Le diagnostic peut être étayé par différents examens, notamment un test pharmacologique consiste à injecter par voie intraveineuse un médicament constitué d'anti-acétylcholinestérase (contre l'enzyme détruisant l'acétylcholine) provoquant une régression passagère des symptômes. Ceci permet le fonctionnement normal de l'acétylcholine et donc il apparaît une contraction musculaire normale chez le myasthénique. L'édrophonium est le plus utilisé à cause de son action rapide (30 s) et de courte durée (environ 5 min). L'examinateur va pouvoir observer les réactions de son patient en visualisant la faiblesse de certains muscles, en particulier ceux des yeux. D'autre part, si les troubles de la parole régressent et que le malade est capable d'opposer une résistance à l'examinateur, on peut considérer le test comme positif.

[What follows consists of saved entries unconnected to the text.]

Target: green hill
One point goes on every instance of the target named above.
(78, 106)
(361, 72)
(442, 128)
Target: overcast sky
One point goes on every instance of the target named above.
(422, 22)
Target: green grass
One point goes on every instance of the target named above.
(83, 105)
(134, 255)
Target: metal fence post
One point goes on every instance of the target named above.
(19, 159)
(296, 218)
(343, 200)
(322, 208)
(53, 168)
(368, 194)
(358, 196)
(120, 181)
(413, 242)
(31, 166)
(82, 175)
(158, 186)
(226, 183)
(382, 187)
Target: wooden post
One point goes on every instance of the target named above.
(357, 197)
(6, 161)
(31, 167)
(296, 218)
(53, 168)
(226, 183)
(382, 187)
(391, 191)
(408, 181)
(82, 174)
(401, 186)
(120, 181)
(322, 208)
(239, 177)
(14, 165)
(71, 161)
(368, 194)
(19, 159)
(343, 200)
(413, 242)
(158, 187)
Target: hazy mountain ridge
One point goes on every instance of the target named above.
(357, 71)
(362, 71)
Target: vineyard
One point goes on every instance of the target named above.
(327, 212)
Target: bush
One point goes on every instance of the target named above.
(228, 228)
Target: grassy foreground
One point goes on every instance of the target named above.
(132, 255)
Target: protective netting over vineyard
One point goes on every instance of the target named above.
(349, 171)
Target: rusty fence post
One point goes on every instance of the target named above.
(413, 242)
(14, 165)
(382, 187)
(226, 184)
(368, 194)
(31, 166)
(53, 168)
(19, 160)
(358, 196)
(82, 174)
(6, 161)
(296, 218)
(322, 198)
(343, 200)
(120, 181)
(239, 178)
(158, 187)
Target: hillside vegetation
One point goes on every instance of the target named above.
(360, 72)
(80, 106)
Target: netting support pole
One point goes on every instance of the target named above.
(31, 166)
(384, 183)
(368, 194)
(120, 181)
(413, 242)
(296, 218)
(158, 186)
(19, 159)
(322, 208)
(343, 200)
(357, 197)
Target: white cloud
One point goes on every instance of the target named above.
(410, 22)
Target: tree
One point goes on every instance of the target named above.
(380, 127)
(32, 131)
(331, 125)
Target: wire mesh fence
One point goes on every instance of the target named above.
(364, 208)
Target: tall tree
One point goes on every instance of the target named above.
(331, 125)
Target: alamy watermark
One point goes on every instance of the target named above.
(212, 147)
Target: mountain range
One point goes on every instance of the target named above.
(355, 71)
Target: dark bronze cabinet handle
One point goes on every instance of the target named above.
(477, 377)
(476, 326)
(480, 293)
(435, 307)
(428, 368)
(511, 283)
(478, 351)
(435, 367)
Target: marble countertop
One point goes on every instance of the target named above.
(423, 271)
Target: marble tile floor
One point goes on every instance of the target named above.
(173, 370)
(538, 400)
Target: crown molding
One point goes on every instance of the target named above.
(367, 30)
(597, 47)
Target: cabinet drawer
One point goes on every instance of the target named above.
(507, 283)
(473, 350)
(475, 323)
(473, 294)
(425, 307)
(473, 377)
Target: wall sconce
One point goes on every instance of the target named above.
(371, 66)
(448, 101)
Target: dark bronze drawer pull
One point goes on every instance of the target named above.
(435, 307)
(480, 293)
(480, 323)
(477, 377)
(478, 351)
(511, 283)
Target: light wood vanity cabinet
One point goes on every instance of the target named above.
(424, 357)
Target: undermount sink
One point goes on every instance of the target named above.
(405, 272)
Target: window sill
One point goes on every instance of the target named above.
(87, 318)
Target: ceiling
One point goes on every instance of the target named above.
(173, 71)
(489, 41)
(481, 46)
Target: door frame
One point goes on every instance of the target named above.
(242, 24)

Dans le cas contraire, le médecin est obligé d'augmenter les doses administrées, en tenant compte des effets secondaires du produit qui sont une hyper-salivation (augmentation de la fabrication et de l'émission de salive), des nausées, de la diarrhée, des tressautements musculaires et très rarement une syncope. Quand ces signes deviennent trop fréquents, il est alors utile d'injecter de l'atropine par voie intraveineuse. Il existe cependant des faux positifs pouvant survenir chez certains patients atteints d'autres maladies neurologiques, comme la sclérose latérale amyotrophique. Il existe même des sujets qui sont sensibles au placebo (produit qui ne contient pas de substance active, et que l'on met à la place d'un médicament pour visualiser la composante psychique dans l'action du faux médicament). Il est alors utile d'utiliser un test à la néostigmine, qui est un médicament possédant un temps d'action plus long, qui a l'avantage de pouvoir être administré par voie orale et de permettre d'avoir plus de temps pour évaluer en détail la force musculaire. Dans tous les cas, il est souhaitable de poursuivre les examens afin d'établir le diagnostic de myasthénie d'une manière certaine.

Les tests d'électrodiagnostic, qui consistent en une stimulation nerveuse répétitive, peuvent apporter une preuve supplémentaire en faveur de la myasthénie. La stimulation des nerfs se fait par des chocs électriques délivrés à une fréquence de 2 ou 3 par seconde et on effectue un enregistrement sur les muscles (électromyogramme). Chez les myasthéniques, on constate une réduction rapide de l'amplitude des réponses obtenues d'environ 10 à 15%.